There was the running up St. Clair from The Flats to find a fire truck in the middle of the road, covered in people as if the world was ending. There was the man doing 10 pull-ups from a streetlight high above the ground. There was the first bar we stepped into, the Naughty Mermaid on West 6th, only to realize they'd almost run completely out of alcohol. There was the shot and the beer, and the trek back outside. There were the streets bathed in people, no longer streets at all but concrete platforms for jubilation.
That's what stood out to me the most, in the days that came after the Cleveland Cavaliers won the 2016 NBA Championship, when the city returned to its state of pre-mayhem. Driving in to work on those same roads that were once drowned in thousands of shrieking fans, I kept having flashbacks, like some sort of Championship PTSD. I'd stare down Prospect, my eyes fixed on the oversized "JACK" that hangs vertically down the casino of its namesake, and the sky would darken. In an instant, the people returned to the street, louder and more festive, and then they are gone. The sun is back the street is empty, though I'm not convinced that in some alternate timeline people aren't still turning up in the streets all over downtown. That's happened over and over and over again like a dream you can't forget because you never want to.

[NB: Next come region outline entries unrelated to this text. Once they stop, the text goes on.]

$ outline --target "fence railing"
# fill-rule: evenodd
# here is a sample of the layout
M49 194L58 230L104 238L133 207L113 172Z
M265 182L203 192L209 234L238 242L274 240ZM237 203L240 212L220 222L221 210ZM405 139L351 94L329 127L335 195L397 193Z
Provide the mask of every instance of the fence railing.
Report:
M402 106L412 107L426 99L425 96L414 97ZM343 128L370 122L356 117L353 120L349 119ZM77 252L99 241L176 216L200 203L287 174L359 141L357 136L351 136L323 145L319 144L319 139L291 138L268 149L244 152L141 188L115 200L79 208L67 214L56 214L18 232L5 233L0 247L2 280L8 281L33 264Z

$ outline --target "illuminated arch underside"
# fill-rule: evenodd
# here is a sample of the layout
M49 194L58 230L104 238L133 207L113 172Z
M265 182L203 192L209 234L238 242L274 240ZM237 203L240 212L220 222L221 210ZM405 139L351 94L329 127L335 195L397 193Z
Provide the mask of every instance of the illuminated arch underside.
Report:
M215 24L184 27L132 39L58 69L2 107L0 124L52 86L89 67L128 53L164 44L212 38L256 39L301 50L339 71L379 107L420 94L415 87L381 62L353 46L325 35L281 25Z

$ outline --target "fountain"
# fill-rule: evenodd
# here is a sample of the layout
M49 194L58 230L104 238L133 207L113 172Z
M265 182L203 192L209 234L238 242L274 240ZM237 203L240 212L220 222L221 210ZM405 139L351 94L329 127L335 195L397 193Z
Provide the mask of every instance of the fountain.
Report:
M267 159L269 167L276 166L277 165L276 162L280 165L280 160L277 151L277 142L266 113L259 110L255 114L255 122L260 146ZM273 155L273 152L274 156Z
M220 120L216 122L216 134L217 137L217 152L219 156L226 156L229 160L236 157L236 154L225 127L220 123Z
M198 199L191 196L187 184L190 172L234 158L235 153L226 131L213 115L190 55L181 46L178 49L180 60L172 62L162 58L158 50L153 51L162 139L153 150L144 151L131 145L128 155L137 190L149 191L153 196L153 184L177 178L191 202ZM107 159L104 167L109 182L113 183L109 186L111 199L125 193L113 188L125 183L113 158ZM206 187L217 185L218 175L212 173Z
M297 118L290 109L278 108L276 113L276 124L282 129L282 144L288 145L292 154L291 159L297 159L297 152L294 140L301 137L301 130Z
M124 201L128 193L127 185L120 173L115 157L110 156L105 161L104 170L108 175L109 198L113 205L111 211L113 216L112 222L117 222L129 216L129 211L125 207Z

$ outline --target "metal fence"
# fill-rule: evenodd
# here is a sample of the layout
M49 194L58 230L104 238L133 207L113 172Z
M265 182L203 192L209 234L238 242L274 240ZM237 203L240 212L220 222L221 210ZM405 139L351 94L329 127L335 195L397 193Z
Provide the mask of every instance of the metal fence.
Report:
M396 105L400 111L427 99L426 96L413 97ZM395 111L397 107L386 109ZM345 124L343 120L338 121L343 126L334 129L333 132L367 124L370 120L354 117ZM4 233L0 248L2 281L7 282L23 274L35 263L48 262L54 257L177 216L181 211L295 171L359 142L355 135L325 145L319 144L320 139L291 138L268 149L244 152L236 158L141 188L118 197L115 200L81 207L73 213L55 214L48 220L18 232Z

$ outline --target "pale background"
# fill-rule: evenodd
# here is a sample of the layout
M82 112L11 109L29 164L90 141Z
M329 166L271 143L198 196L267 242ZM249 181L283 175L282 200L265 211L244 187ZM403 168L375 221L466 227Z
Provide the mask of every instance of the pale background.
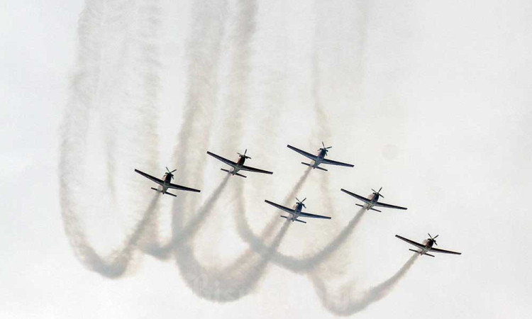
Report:
M0 317L531 313L532 3L147 4L1 4ZM84 8L92 13L78 30ZM187 108L197 117L182 133ZM70 128L62 131L64 124ZM358 210L340 188L366 195L383 186L383 201L409 210L367 213L314 271L275 260L260 270L262 257L251 254L248 270L258 278L240 286L249 272L235 270L229 284L242 296L226 302L223 274L213 296L208 284L191 286L197 269L188 259L142 252L149 232L128 241L155 195L133 168L157 177L177 168L178 184L202 189L157 200L150 230L157 225L164 242L171 212L192 220L193 201L205 201L224 178L222 163L205 152L234 159L248 148L250 165L275 174L229 179L190 244L206 273L216 273L249 248L235 227L235 191L243 189L255 233L272 218L280 227L279 211L263 200L283 203L305 169L286 144L314 152L322 140L333 146L330 158L355 167L310 173L297 196L333 219L290 225L279 252L311 254L344 229ZM61 194L84 237L72 235ZM417 259L382 299L350 311L411 256L394 235L421 241L427 232L440 234L438 247L462 254ZM84 259L84 245L103 262ZM124 247L131 254L118 272L97 267ZM320 298L316 276L337 302Z

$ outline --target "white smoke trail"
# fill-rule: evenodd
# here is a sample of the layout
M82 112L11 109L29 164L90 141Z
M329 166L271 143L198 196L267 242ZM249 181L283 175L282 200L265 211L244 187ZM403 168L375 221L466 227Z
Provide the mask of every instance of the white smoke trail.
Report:
M143 218L137 223L133 231L126 237L121 248L106 257L99 255L89 243L83 223L76 214L72 211L63 210L65 233L76 257L87 269L106 277L116 279L123 275L143 235L145 225L153 217L158 198L159 194L153 196Z
M225 0L194 1L192 31L187 44L187 99L172 159L177 159L176 167L184 172L179 182L185 185L194 182L199 188L204 182L205 151L218 104L218 69L227 5ZM181 236L182 220L186 217L183 215L192 215L199 200L199 196L176 198L172 208L172 238L161 242L156 222L153 223L148 230L150 240L143 247L145 252L158 259L169 258L175 238Z
M137 162L149 166L155 160L153 154L155 154L156 135L150 132L157 129L156 118L154 119L153 113L155 113L158 89L156 35L160 11L157 1L87 0L79 21L78 57L61 128L58 170L62 217L65 233L77 258L91 270L111 278L126 272L144 228L157 208L157 197L154 196L146 209L139 206L133 210L133 213L142 213L142 219L114 252L106 257L96 253L88 242L84 223L79 217L89 215L87 207L80 203L82 198L89 196L85 191L83 180L87 137L93 133L89 126L100 115L104 132L108 183L102 186L110 191L114 200L115 151L118 147L115 138L109 135L128 138L126 140L130 142L129 145L125 144L121 150L126 150L123 154L126 155L128 147L134 147L137 150L138 147L143 148L145 152L136 156ZM137 14L131 14L132 12ZM118 54L121 55L117 57L117 52L111 50L111 43L118 45ZM112 74L107 73L110 65L116 67L111 68ZM118 97L113 99L111 98L113 96ZM126 103L128 106L127 113L133 113L137 120L124 121L128 123L124 123L118 133L113 121L124 113L121 106ZM145 133L133 135L132 131ZM125 184L127 186L128 183Z
M227 267L209 269L196 259L189 245L179 246L177 264L187 286L200 298L231 302L253 291L263 277L272 252L277 250L290 223L285 221L262 256L248 251Z
M357 293L353 291L355 285L353 283L342 287L339 294L331 296L322 279L317 276L311 276L311 278L322 305L337 315L348 316L364 310L387 296L404 277L419 257L419 254L414 254L393 276L367 291L358 293L360 296L357 297L354 296Z
M314 269L316 267L328 260L335 252L338 251L345 244L347 239L349 238L354 231L356 225L360 223L364 213L364 209L360 209L349 223L323 248L318 252L307 254L302 257L287 256L279 252L275 252L271 257L272 262L295 272L306 272ZM262 236L260 237L253 234L243 215L237 214L237 218L238 232L240 237L249 243L257 253L263 253L266 249L266 245L264 244ZM268 224L268 226L265 230L268 230L270 224Z

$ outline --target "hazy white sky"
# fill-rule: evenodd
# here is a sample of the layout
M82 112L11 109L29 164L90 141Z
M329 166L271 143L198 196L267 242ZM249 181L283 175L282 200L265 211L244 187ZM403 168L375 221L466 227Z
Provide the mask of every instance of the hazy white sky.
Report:
M1 4L1 317L532 310L530 1L104 2ZM333 219L290 225L275 252L255 252L243 220L277 232L263 201L282 202L305 169L286 145L322 140L355 167L311 172L296 196ZM222 184L205 152L246 148L275 174ZM133 168L165 166L202 192L153 200ZM409 210L353 220L340 189L380 186ZM194 226L186 245L154 249L182 223ZM419 258L394 281L411 257L394 235L427 232L462 255Z

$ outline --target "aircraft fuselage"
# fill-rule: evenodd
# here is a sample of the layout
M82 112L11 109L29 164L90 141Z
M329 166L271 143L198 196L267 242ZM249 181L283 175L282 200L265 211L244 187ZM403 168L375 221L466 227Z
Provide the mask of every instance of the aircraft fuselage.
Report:
M323 159L325 158L325 155L327 154L327 151L326 151L323 149L320 150L319 152L316 154L316 156L318 157L316 160L314 161L314 163L312 163L312 168L315 169L318 167L318 166L321 164L321 162L323 161Z
M164 184L160 186L161 189L162 189L160 190L160 193L161 194L165 194L166 193L166 191L168 189L168 186L170 184L170 183L172 183L172 176L173 176L172 174L166 173L162 177L162 181L164 181Z
M303 204L301 203L297 203L292 207L294 208L294 211L295 211L293 213L290 213L292 214L292 218L289 218L289 220L294 221L297 219L298 217L299 217L299 213L301 213L301 210L303 209Z
M375 206L375 203L379 201L379 197L380 197L380 194L373 194L372 197L371 198L371 201L366 204L366 211L369 211ZM369 198L368 198L369 199Z
M425 254L427 252L428 252L431 250L431 248L432 248L432 246L434 245L434 240L431 239L428 239L427 242L425 244L425 247L421 250L419 252L419 254Z
M240 170L240 168L244 166L244 162L245 162L245 157L240 156L238 160L236 162L236 166L233 167L233 171L231 172L231 174L233 175L235 174L238 172L238 171Z

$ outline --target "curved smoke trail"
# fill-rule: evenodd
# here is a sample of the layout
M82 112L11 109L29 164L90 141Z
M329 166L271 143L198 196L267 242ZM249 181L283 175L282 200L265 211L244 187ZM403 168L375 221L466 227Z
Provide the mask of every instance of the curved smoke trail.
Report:
M127 112L134 113L140 120L125 125L126 130L121 132L123 136L121 136L128 137L131 130L145 132L145 135L135 135L138 138L129 138L130 145L141 145L148 150L149 157L138 155L138 162L149 165L155 161L150 147L156 147L156 136L151 135L148 129L156 128L157 121L156 118L147 115L155 113L157 95L156 30L160 10L157 2L129 2L88 0L85 4L78 26L76 69L61 128L58 168L62 217L70 245L86 267L111 278L125 273L145 227L157 208L157 196L154 196L146 209L135 208L134 211L142 213L142 219L119 247L106 257L98 255L88 242L79 217L85 211L80 201L87 196L83 191L83 179L86 173L84 165L87 155L87 136L91 133L89 127L97 115L106 115L100 120L103 118L104 131L109 135L113 128L110 123L113 118L109 115L119 116L121 111L124 111L121 108L121 105L131 106ZM132 16L131 11L135 9L138 14ZM123 55L117 57L116 52L106 50L109 49L109 41L119 45L119 53ZM116 66L119 72L116 74L106 74L109 64ZM113 95L121 101L112 100L110 96ZM99 111L99 113L96 112ZM114 177L109 177L115 175L115 153L114 150L109 150L116 147L114 138L106 138L105 143L107 186L114 199Z
M419 257L419 254L414 254L393 276L385 281L370 288L366 291L359 293L358 297L353 297L353 284L345 285L341 288L340 294L331 296L327 289L325 282L317 276L312 276L311 279L321 304L331 313L342 316L351 315L364 310L372 303L383 298L404 277L406 272Z
M196 187L203 185L205 151L218 104L218 74L227 6L226 0L203 0L194 1L192 7L192 30L187 44L187 99L172 159L177 159L174 160L177 161L176 166L184 172L180 182L194 181ZM148 230L150 240L143 247L145 252L158 259L169 258L175 238L181 236L183 215L191 215L199 200L199 196L176 198L172 208L172 238L161 242L157 224L152 223Z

It's been almost a week since the Cavs ended the sports championship drought that felt like it would last until humans were overtaken by the robot rebellion, and it still feels like a fever dream. Every time I turn on the radio and listen to someone say the words "Cleveland, NBA Champions," it feels sick a joke. Like Ashton Kutcher is going to pop out of the bushes and yell "JUST KIDDING BRAH! GOT YA!" Or I'm going to be walking and suddenly run into an invisible wall, realizing I'm living out a real life Truman Show and nothing that's happened here in the last week has been real, just torturous entertainment for the rest of the world watching Clevelanders on TV.
It is real, of course, and this feeling of floating over the city that I've had for the past week is more pleasant than frightening. We've officially passed the torch of most miserable fan base that has hung over our shoulders like a weighted shackle for eternity to San Diego, and sun hasn't stopped dancing in the sky above since Sunday. Perhaps this was how it was always meant to feel. For so long, that's all a championship here was, a dream. Maybe having it feel that way forever is as perfect as it gets.